Por mais de um ano desde que o Hamas atacou Israel em 7 de outubro, as forças israelenses — com alguma ajuda silenciosa dos Estados Unidos — estavam caçando o cérebro por trás daquele dia.
Mais de uma vez, eles estiveram perto, empurrando o chefe do Hamas de um esconderijo subterrâneo para outro. Mas Sinwar se movia como um fantasma no labirinto infinito de túneis cavados sob as ruas de Gaza, raramente vindo à tona e se comunicando apenas por correio para evitar a detecção por vigilância eletrônica.
No final, foi apenas por puro acidente que um grupo de soldados israelenses tropeçou no homem mais procurado por Israel.
Soldados de infantaria da Brigada Bislamach das Forças de Defesa de Israel (FDI), uma unidade que normalmente treina futuros comandantes, estavam rastreando vários homens entre as ruínas no sul de Gaza, pulverizadas pela campanha de bombardeios punitiva de Israel. Houve tiroteio. Os israelenses revidaram de um tanque e enviaram um drone para um dos prédios.

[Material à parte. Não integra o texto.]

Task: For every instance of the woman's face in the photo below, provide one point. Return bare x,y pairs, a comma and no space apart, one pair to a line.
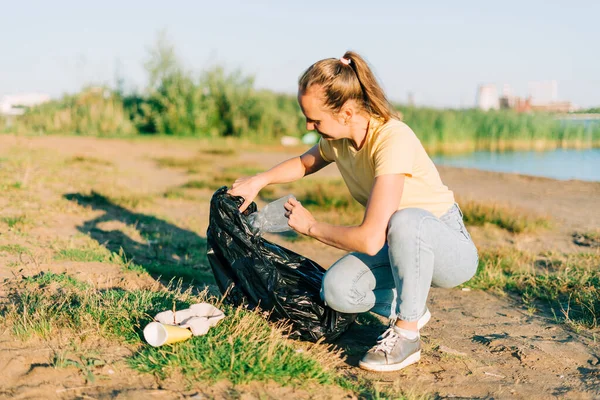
319,118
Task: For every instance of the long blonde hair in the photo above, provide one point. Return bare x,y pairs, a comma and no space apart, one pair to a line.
348,78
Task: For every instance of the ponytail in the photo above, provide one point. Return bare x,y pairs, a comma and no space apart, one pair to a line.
348,78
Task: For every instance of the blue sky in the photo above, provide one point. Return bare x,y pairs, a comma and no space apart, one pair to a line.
438,50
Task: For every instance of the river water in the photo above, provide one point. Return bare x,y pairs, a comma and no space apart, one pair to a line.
557,164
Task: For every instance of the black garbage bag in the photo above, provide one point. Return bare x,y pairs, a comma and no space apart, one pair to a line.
255,272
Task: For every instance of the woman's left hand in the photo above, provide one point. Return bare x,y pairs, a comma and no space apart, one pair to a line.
300,219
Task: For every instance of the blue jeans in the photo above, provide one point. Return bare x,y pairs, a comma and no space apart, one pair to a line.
421,250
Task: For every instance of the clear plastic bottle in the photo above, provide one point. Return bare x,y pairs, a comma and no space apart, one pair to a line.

Foi somente depois que a troca de tiros terminou e as tropas retornaram na manhã seguinte para inspecionar os escombros que perceberam que um dos corpos era de Sinwar.
Sua morte marca o fim de uma caçada humana de um ano que consumiu os serviços de inteligência israelenses e americanos — e dominou as discussões sobre o que seria necessário para acabar com a guerra.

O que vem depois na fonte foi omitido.